There was a certain irony to the scene on Miami practice court

Tuesday: Coach Erik Spoelstra spent nearly an hour watching the

Heat – with his back to the wall.

It wasn’t long ago that his team was in the same position.

At the end of February, the Heat were two games under .500 and

not even assured of a playoff berth. Since the calendar flipped to

March, the Heat are among the hottest teams in the NBA, winners of

14 of their last 17 to vault up the Eastern Conference playoff

standings. They’ll take an eight-game winning streak – the league’s

best right now – into Wednesday’s home game with Philadelphia.

“We’ve been the same all year, win, lose or draw,” guard

Dwyane Wade said, hours before the Heat officially clinched their

sixth playoff berth in his seven NBA seasons. “We’re giddy and

loud when we win. We’re giddy and loud when we lose.”

Oh, they were giddy and loud Tuesday, all right.

Practice ended around 11:15 a.m., and at noon, just about

everyone was still on the floor. Wade +faked a shot, turned and

fired the basketball toward unsuspecting team assistant Roger

Perez. Michael Beasley offered assistant coach David Fizdale a

wager on whether he could swish a 3-pointer. And Spoelstra just

soaked it all in, clearly more at ease now than he was a few weeks

ago.

“The real impact is when guys really start to believe,”

Spoelstra said. “And that can take defense to a whole another

level, with the effort, but the belief. That’s what we’re starting

to see these last few weeks.”

Since March 1, Miami is 14-3. During that time span, only

Cleveland – a winner over Toronto on Tuesday night – has been

better, going 15-3. The Orlando Magic are also 14-3 over that

stretch.

And Miami’s surge has been directly tied to the defensive

end.

“Winning makes you more confident,” Wade said.

The numbers bear that out.

The Heat entered Tuesday ranked atop the league in field-goal

percentage defense and second in points per game allowed. Since

March 1, the numbers have been even better.

Miami’s last 17 opponents have managed to shoot just 41.5

percent, 2.1 percentage points better than what Orlando – the

second-best defensive team in that stretch – has yielded. The 90.4

points allowed by the Heat since March 1 also ranks as tops in the

NBA, where 20 of the 30 teams have given up an average of 100 or

more over the last five weeks.

“It’s been real fun,” forward Udonis Haslem said. “We always

felt like we had a run like this in us. Just never could quite put

it together, for whatever reason. Being able to put it together,

it’s kind of gratifying, but at the same time we’re still hungry to

get better and try to keep it going this way, not to get

complacent.”

Given the way the schedule broke for Miami, that’s not an easy

task.

The final eight Heat opponents will all miss the playoffs. But

during this stretch that saved Miami’s season, the Heat have also

defeated the reigning NBA champion Los Angeles Lakers, the

Charlotte Bobcats and the Atlanta Hawks – who could be the Heat

first-round opponent for the second straight year.

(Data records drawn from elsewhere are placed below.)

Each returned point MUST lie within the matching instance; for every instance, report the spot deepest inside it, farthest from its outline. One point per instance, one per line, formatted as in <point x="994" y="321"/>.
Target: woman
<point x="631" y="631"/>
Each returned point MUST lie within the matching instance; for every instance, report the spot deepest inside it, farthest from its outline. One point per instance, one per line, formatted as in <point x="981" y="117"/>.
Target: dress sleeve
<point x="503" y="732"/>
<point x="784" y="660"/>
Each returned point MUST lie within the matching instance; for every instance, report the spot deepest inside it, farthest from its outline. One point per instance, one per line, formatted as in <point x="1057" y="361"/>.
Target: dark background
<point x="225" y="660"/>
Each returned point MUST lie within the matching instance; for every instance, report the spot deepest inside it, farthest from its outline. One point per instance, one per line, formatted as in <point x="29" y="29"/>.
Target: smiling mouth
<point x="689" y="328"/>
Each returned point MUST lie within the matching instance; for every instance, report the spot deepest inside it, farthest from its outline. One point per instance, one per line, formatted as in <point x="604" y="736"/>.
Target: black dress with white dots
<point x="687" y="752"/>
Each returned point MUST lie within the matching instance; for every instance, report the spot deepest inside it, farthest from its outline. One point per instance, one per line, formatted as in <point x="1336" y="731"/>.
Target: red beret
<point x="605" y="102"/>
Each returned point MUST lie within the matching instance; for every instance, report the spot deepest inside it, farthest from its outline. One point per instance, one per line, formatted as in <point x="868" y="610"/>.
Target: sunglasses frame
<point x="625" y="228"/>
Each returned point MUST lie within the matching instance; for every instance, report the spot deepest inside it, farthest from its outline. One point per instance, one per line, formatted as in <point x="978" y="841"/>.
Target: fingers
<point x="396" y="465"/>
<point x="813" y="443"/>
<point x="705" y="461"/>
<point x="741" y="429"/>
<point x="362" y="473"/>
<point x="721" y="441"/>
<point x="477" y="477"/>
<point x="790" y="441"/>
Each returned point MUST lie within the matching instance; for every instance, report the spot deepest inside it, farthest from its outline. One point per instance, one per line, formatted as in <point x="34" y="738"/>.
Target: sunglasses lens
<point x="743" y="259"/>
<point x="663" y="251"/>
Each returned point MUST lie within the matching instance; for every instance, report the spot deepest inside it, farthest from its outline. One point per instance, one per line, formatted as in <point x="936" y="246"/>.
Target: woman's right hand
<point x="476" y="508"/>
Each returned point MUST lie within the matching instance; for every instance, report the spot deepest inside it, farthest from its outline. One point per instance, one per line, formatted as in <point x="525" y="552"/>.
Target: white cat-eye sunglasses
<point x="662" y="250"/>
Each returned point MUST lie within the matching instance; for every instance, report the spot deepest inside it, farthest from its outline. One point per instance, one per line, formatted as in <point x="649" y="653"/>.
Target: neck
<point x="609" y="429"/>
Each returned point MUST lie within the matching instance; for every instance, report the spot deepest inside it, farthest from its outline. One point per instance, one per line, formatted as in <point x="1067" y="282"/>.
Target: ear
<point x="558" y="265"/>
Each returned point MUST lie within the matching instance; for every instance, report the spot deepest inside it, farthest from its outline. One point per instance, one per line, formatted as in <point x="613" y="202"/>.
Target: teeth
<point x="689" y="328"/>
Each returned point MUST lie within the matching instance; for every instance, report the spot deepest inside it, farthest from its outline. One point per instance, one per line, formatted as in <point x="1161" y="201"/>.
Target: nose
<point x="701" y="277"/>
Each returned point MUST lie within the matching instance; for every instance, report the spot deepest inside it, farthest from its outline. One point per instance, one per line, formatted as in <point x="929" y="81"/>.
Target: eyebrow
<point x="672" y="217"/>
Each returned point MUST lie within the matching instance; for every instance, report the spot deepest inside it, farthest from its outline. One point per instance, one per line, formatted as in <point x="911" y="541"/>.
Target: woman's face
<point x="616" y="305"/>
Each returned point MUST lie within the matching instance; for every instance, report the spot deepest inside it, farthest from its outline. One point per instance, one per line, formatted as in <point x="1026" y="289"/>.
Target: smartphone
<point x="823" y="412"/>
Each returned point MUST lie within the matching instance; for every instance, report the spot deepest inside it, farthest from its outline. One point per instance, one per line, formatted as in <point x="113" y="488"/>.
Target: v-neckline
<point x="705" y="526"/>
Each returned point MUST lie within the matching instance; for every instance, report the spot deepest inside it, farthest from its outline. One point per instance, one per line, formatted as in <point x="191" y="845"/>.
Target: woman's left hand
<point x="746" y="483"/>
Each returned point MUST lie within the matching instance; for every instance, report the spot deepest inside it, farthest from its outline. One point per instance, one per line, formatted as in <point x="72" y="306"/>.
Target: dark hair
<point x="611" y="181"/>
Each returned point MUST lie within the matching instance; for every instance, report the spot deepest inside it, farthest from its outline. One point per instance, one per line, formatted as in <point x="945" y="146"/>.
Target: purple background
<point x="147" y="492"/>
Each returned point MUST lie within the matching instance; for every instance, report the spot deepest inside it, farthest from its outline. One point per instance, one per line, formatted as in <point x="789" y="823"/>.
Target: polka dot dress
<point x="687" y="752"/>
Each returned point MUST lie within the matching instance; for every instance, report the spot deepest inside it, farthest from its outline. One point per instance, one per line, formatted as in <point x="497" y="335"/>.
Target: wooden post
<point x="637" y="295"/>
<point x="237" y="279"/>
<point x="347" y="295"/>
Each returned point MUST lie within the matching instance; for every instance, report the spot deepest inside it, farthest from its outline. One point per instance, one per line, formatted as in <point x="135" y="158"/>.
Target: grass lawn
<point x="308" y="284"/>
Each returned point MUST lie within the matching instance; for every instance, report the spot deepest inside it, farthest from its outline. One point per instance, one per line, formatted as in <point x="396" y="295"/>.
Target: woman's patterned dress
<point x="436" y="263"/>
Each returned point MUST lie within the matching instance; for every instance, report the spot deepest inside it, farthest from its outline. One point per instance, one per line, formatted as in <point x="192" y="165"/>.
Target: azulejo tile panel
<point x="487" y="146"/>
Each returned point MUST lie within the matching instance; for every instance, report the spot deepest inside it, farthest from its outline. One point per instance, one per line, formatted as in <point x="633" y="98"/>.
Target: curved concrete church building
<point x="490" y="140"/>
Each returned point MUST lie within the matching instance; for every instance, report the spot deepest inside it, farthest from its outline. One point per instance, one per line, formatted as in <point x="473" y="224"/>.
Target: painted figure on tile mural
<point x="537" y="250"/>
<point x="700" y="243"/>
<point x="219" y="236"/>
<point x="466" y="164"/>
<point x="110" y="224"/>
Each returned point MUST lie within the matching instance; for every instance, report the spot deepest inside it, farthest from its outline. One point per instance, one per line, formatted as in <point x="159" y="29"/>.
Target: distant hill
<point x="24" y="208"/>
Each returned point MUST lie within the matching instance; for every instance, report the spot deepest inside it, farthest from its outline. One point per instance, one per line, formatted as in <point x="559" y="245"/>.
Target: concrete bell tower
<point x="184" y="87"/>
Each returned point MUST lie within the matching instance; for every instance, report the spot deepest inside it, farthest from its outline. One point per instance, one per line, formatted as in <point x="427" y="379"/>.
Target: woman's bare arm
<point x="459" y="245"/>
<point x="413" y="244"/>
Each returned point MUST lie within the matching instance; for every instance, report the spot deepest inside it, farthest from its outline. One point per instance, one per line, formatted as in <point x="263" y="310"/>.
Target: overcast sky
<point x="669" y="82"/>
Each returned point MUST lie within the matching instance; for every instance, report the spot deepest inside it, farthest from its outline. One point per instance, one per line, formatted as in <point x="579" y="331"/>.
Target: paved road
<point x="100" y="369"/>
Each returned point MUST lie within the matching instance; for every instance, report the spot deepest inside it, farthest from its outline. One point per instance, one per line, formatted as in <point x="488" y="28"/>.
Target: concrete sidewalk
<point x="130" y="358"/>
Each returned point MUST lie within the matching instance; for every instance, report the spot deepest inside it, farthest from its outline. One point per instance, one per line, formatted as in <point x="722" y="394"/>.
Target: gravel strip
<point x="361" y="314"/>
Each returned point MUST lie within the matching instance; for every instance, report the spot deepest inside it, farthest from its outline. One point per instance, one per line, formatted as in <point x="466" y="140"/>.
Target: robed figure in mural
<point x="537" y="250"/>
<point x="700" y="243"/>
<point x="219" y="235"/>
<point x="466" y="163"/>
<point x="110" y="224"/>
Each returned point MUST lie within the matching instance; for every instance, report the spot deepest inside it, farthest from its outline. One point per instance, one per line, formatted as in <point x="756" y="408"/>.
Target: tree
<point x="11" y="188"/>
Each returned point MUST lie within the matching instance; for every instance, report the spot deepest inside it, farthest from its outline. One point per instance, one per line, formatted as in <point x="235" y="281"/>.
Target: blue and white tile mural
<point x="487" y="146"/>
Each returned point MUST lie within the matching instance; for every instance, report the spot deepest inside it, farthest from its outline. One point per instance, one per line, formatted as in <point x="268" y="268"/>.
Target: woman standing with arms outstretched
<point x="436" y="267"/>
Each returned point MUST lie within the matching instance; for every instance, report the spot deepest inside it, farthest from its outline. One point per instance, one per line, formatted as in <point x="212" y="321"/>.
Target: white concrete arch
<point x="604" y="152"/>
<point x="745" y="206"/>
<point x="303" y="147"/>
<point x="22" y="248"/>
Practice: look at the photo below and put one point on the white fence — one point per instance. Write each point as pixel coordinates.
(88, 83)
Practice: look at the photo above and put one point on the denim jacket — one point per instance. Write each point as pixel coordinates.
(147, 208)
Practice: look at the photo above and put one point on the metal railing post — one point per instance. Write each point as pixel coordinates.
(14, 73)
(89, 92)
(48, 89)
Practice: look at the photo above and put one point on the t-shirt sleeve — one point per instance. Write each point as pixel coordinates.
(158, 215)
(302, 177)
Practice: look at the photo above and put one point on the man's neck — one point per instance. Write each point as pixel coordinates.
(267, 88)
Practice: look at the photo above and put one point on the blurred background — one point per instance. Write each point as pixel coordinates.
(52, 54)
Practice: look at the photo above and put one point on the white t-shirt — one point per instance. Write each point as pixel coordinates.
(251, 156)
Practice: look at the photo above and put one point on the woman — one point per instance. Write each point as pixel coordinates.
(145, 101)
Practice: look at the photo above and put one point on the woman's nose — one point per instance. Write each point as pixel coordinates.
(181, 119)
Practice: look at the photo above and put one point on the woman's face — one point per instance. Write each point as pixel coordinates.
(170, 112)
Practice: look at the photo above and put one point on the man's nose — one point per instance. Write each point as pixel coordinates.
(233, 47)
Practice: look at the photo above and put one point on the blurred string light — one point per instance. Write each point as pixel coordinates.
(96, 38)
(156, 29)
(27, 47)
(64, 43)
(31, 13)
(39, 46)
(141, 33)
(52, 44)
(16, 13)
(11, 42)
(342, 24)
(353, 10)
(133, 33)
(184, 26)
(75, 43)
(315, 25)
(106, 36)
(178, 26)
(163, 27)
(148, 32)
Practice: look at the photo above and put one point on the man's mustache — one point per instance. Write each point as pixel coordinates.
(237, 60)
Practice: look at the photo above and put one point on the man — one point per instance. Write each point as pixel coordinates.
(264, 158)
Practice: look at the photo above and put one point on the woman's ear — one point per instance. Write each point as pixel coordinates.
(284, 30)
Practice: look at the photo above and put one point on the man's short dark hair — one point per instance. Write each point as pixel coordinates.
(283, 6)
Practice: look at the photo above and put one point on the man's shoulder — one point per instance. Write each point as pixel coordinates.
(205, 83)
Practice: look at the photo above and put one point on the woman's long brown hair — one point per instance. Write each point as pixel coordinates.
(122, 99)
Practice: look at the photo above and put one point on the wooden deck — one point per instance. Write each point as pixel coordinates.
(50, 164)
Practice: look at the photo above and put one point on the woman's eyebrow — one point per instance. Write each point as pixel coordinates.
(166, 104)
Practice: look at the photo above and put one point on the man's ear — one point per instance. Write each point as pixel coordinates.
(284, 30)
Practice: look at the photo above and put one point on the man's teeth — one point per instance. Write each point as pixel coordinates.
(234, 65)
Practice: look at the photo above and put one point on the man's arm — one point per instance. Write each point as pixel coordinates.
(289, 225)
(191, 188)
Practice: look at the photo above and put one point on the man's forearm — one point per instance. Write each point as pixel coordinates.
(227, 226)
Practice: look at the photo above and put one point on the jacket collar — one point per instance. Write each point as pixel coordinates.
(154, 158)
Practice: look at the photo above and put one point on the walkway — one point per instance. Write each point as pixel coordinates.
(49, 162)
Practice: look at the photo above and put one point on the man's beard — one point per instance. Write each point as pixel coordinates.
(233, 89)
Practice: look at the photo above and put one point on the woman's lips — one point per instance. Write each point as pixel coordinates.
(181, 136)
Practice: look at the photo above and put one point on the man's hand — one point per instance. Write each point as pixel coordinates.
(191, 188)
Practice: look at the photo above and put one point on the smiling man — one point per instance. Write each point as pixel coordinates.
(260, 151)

“A win is a win,” Haslem said. “They’re all NBA players. How

we get them is how we get them. It’s very important to keep it

going, keep our groove on defensively going into the playoffs and

just staying in it mentally, making sure we keep this spot that

we’re in right now. It’s still so close right now, a couple games

can change things.”

True, though the most realistic scenarios have Miami and

Milwaukee jostling for the No. 5 and No. 6 spots in the East, with

Boston and Atlanta vying to be No. 3 and No. 4.

“I don’t know who they play and I really don’t care,” Wade

said. “We’ve just got to continue to get better.”

After Wednesday, the Heat finish the season with games against

Detroit on Friday, a back-to-back at New York and Philadelphia on

Sunday and Monday, then the regular-season finale with New Jersey

on April 14.

With just one more win in those five games, and the Heat would

top last season’s 43-victory total.

To Haslem, that’s irrelevant. He sees the Heat as better –

“significantly better,” he said – than they were just a few weeks

ago, and that’s what matters.

“For whatever reason, we just couldn’t get it right,” Haslem

said. “It’s coming together around the right time. If we had to

plan it, we’d probably plan it to come together right now.”